Наконец Алиса приноровилась. Раньше она и не подумала бы, что не справится с таким нехитрым делом. Однако прибрать хлевок дома совсем не то что работать здесь, у хозяина.
Разгоряченная, со сползшей на шею косынкой и измазанным в навозе лицом, Алиса покинула загородку, заперла на задвижку дверцу и провела ладонью по лбу. И лишь тогда заметила Алмину усмешку.
— Смотрю, ты в хлеву как будто впервой.
— Не впервой, но…
— Надо было сперва подумать, а потом уже наниматься. Что хозяину делать, если у него с работой не управляются?
— Я научусь, — Алиса подняла глаза.
— Ну… — недоверчиво протянула Алма и, отвернувшись, будто стыдясь Алисиной беспомощности, направилась к свиньям.
С завидной легкостью сильная женщина ворочала вилами, у нее так спорилась работа, что Ольга с Алисой вдвоем едва поспевали выкидывать навоз в люк.
За загородку набросали сухой соломы и перешли к коровам.
В «Лиекужах» после войны стадо обновили, коровы все больше были молодые, норовистые.
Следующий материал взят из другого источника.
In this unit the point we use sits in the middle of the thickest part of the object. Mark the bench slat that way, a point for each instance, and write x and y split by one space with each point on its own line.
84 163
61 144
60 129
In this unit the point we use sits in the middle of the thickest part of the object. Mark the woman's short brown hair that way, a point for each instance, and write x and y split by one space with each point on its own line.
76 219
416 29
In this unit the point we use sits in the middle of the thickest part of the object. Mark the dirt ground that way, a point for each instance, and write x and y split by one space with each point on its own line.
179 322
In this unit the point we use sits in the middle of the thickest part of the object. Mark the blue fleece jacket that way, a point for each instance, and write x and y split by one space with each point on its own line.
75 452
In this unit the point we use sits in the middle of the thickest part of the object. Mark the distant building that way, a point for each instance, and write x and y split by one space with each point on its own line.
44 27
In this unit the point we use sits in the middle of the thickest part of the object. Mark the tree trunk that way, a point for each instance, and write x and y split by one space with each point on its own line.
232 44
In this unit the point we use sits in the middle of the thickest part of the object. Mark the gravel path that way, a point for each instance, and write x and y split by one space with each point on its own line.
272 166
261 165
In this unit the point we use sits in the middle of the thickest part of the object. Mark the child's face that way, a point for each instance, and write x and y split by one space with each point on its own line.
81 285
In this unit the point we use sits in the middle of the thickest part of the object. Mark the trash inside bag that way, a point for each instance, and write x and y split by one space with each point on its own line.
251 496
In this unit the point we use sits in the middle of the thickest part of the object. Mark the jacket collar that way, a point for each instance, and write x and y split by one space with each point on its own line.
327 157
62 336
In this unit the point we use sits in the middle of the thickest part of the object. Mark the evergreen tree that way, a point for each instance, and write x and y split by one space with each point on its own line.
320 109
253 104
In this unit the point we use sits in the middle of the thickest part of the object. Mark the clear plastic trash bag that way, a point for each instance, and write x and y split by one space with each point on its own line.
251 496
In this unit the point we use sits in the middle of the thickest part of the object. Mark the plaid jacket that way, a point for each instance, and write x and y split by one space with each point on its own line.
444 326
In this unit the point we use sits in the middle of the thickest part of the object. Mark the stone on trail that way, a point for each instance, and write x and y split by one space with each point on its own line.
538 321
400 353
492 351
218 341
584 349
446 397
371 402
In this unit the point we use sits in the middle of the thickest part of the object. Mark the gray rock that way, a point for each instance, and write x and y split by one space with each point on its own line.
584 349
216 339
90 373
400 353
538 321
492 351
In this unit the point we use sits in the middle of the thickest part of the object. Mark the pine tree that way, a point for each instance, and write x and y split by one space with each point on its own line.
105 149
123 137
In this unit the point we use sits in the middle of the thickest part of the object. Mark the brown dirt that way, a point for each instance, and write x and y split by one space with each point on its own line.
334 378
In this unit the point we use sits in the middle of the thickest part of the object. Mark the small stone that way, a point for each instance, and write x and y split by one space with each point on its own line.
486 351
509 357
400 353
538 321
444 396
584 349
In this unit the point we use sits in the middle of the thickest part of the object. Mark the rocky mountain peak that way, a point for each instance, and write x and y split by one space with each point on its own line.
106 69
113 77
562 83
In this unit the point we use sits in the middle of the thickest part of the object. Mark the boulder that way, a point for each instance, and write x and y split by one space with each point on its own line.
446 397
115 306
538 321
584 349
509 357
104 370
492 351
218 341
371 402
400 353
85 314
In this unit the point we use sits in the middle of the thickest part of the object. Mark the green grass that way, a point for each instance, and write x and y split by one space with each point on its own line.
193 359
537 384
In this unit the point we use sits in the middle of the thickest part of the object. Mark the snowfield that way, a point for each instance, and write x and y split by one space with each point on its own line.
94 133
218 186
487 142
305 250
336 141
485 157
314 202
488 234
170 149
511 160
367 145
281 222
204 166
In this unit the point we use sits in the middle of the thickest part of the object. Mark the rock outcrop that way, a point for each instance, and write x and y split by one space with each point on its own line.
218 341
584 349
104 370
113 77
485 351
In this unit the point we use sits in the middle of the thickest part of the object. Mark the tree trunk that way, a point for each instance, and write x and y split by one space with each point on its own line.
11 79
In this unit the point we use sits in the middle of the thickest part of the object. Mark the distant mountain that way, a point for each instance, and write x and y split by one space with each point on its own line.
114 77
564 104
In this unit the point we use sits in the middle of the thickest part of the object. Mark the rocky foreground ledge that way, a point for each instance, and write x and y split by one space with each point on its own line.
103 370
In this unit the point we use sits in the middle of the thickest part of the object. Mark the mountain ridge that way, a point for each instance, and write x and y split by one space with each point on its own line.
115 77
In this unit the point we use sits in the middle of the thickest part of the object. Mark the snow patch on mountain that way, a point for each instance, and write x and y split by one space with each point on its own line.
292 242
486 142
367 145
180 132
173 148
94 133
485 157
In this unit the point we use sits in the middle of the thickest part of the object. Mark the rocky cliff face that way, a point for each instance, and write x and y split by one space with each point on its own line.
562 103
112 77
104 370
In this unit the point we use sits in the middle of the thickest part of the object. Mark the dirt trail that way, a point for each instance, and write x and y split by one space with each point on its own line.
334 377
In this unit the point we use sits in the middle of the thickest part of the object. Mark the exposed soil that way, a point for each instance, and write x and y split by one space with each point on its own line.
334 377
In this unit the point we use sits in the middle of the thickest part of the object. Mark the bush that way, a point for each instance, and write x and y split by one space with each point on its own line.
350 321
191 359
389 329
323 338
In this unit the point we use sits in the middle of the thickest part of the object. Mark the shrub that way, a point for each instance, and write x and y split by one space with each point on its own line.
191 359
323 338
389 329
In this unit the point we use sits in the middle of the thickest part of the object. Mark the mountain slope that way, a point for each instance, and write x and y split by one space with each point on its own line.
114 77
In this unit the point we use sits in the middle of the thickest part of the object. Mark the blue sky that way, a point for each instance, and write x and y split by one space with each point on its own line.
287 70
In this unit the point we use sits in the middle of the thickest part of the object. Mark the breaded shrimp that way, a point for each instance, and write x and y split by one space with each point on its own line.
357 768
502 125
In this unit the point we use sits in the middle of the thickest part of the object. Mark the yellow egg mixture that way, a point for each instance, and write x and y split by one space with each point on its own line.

Только распахнулась дверь коровника, как они оживились, загремели цепями, замычали, нежно и испуганно поглядывая на чужих скотниц.
Алма любила порядок. От грязной коровы чистого молока не надоишь; Алма дала девушкам по скребнице и щетке.
— Смотрите, шкуру на крестце не продерите! — предупредила она.
Щетка и скребница после вил до смешного легкие, только водишь ими, словно гладишь корову по шерсти, но движения однообразны, и Алиса опять почувствовала, как тяжелеет и немеет рука. Тайком, так, чтобы никто не заметил, она тряхнула и потерла занывшую руку. Но это увидела корова, высунула язык и лизнула Алису.
Когда у коров шерсть залоснилась, как шелковая, девушки напоили их и принялись носить воду. Ольга доставала ее из колодца. Алма с Алисой таскали в коровник. Алиса, как и Алма, семенила трусцой — так меньше проливалась вода. Однако, пока наполнили огромную лохань, у Алисы все равно промокли ноги.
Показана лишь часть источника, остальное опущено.